Positive Money is a British pressure group that has worked very hard over the last 3 years to bring us to an understanding of how the evils of fractional-reserve banking and debt-based money supply have contributed to the financial instability of the last 5 years. Does that sound familiar? Its thrust seems like an updated British version of the same general argument as "The Money Masters". Once again I am sincerely grateful for the research, well-meaning effort, and clarity with which Positive Money has stimulated my own thinking (See Blog). Together with Richard Werner and The New Economics Foundation, Positive Money has made a submission to the Independent Commission on Banking, advocating not just a ring-fence but a complete separation into two types of bank; type [a] with full-reserve banking, no interest, but fees, and used for paying and receiving money; type [b] for receiving deposits and making loans.

Whatever the merits of the Positive Money submission, I do not see it getting anywhere as it is too radical; it will not appeal to the bankers, and the politicians will not sufficiently understand its merits. But what are its merits? At present, most of us keep only enough money in a 'current account' to defray expenses till the next income cheque. We are happy to rely on the Government guarantee that we shall not loose our money in the event of a bank crash. There seems to me no pressure to move to an [a]-type bank except to deny the bankers the privilege of using our money while it is in their hands. We enjoy 'free banking' because the banks make sufficient profit from lending out our money. By contrast, we would have to pay for the [a]-type bank. If the [b]-type bank deposits were not underwritten by the Government's £80,000 guarantee there would still be much grief in the event of bank failure, and the Government would probably have to step in after all. So no change.

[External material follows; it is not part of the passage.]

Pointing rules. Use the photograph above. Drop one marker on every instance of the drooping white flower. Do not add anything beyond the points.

Banks would still lend happily against the collateral of a house, so favouring non-productive loans, as at present. So, I doubt there will be much serious discussion of the Positive Money submission.

I see one issue to be 'fractional reserve banking', and a second to be 'asymmetric risk'. The pressure on bankers to over-lend is what brought about the recent sub-prime mortgage debacle. So we must reduce the temptation to make risky loans. And increase the penalties for bad loans. There seems to me to be no reason why banks should keep the interest when they lend money they do not own. So my first simple suggestion is that the tax rate on profits from lending should be related to the capitalization of the bank. When a bank lends 10 times its capital, 90% of the interest it receives should be taxed away, leaving it only 10%. If it lends twice its capital, it retains half the profit. Simple!

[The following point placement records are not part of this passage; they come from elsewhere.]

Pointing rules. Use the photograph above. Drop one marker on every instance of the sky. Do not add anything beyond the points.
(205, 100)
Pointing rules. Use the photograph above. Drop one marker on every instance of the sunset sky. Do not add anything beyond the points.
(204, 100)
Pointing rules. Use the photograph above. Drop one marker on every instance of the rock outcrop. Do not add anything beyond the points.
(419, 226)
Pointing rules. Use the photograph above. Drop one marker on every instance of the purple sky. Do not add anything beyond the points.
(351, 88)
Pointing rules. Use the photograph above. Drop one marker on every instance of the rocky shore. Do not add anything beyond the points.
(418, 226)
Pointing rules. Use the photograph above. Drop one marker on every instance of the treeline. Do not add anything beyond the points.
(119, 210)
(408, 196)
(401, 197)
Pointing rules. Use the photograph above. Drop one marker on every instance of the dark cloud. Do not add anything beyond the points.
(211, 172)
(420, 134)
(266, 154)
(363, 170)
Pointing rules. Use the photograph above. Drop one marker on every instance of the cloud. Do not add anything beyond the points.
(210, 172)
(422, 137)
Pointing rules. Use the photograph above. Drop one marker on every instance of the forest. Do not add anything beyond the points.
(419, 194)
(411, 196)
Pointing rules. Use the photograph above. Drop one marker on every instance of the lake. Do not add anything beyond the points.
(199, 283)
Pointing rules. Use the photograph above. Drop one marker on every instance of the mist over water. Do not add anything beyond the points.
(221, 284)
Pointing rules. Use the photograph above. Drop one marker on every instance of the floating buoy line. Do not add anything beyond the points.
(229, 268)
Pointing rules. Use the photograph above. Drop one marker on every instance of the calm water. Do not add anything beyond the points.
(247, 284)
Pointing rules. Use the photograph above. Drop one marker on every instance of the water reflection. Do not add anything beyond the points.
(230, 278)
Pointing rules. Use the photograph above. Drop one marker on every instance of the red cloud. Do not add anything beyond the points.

It may be objected that when a bank lends out money, albeit money that it does not own, it runs the risk of not getting it back, and the interest is the compensation for that risk. That argument fails if the banks are bailed out by the state.

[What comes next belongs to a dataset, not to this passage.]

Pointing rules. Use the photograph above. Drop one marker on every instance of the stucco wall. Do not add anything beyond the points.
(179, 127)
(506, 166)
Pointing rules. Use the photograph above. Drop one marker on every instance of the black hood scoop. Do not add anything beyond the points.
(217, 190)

Banks operate to match loans to clients. If a loan defaults, the bank must certainly loose its share of the loan (10% or 50% in the above examples), but maybe should bear a stiffer penalty. The 19th century mechanism was to let the over-extended banks fail, and then to lock up the board of directors for debt. That worked well enough to inculcate 4 generations of prudent banking and 130 years without a serious bank run; but the hardship to thousands of innocent depositors is now regarded as intolerable, and governments tend (it seems) to step in to supply the missing money. Fine, but I see no reason why the insolvent/imprudent bankers should escape, as they seem to be doing. Have any gone to prison? Has anyone drawn up a list of directors who would now be bankrupt were it not for the state's intervention? Or a balance sheet of the money that must be repaid to the public by the banking sector, bank by bank? This failure is not only unjust, the risk-asymmetry is very dangerous. Gambling for the bank is (currently) a case of "heads I win, tails you lose". An idiotic situation. The money must be recovered, however long that takes.

So my second simple suggestion is like the first: "tax or fine the banks".